Persistent DNA double-strand breaks (DSBs) in neurons are an early pathological hallmark of neurodegenerative diseases including Alzheimer's Disease (AD), with the potential to disrupt genome integrity. We used single-nucleus RNA-seq in human post-mortem prefrontal cortex samples and found that excitatory neurons in AD were enriched for somatic mosaic gene fusions. Gene fusions were particularly enriched in excitatory neurons with DNA damage repair and senescence gene signatures. In addition, somatic genome structural variations and gene fusions were enriched in neurons burdened with DSBs in the CK-p25 mouse model of neurodegeneration. Neurons enriched for DSBs also had elevated levels of cohesin along with progressive multiscale disruption of the 3D genome organization aligned with transcriptional changes in synaptic, neuronal development, and histone genes. Overall, this study demonstrates the disruption of genome stability and the 3D genome organization by DSBs in neurons as pathological steps in the progression of neurodegenerative diseases. Overall design: BLISS was performed as previously described in Yan et al., 2017. Sorted neurons were attached to a MatTek 35 mm Dish | No. 1.0 Coverslip | 14 mm Glass Diameter | Poly-D-Lysine Coated (P35GC-1.0-14-C) by adding sorted cells to the center coverslip in 4% formaldehyde in PBS and spinning at 2000xg for 2 minutes. The attached nuclei were then end-repaired and A-tailed.
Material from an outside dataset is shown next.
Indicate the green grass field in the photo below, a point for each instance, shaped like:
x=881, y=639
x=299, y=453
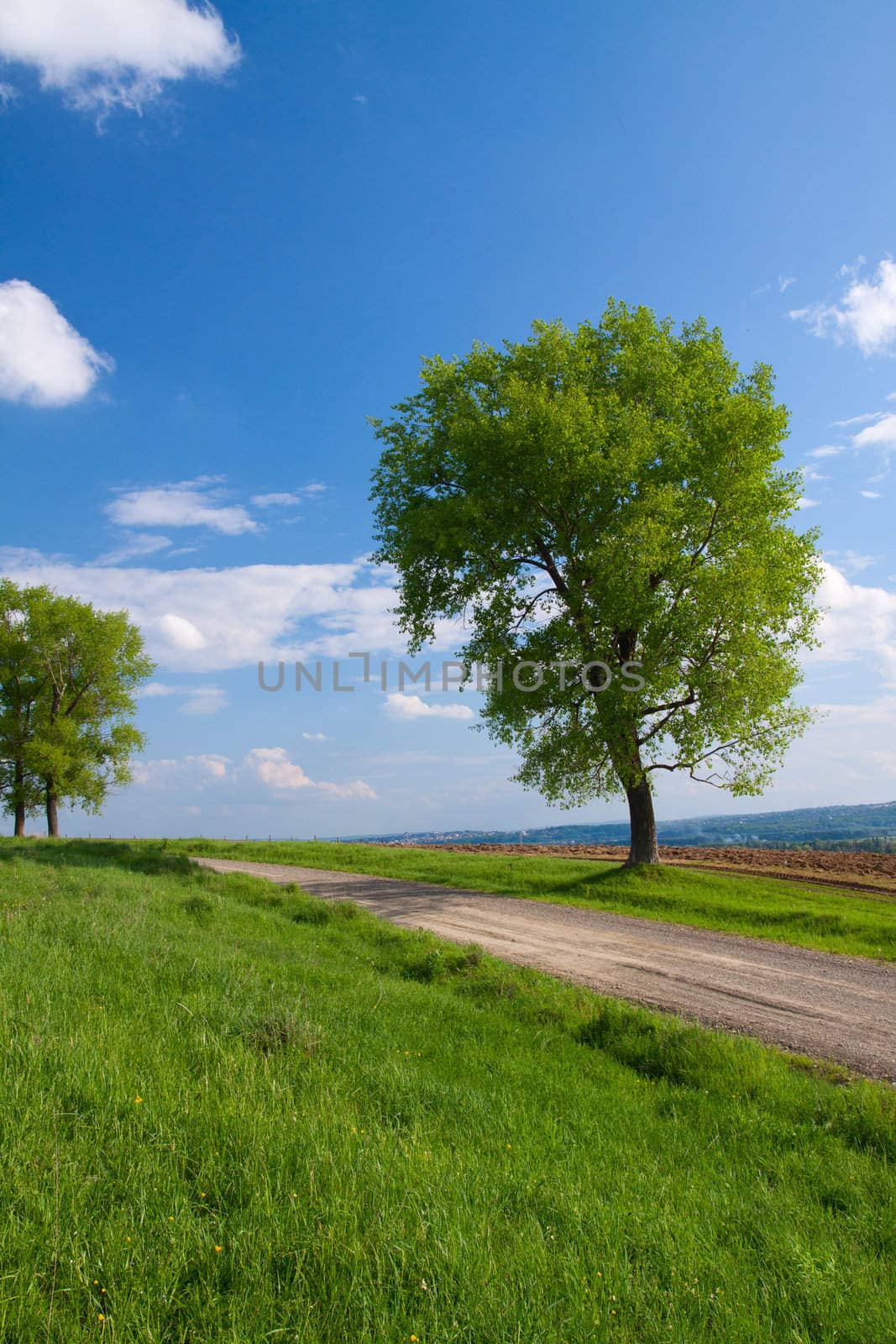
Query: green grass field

Next BLISS adaptors were ligated overnight at 16°C. Excess BLISS adaptors were washed off and genomic DNA was isolated. Next DNA was sonicated to an average size of 500 bp and in-vitro transcribed. Transcribed RNA was isolated, and reverse transcribed to cDNA to prepare Illumina sequencing libraries. Custom BLISS adaptors containing RA3 and RA5 sequences were amplified using RP1 and selected RPI Illumina primers as described in the Illumina TruSeq Small RNA Library Preparation Kit. Illumina libraries were sequenced in 75 bp single-end mode. FASTQ files were demultiplexed based on sample barcodes. PCR duplicates were removed based on the UMI. Reads after removing PCR duplicates were mapped to mm10 genome build using Bowtie2. Mapped sam files were converted to bam files using samtools view and to bed files using bedtools bamtobed.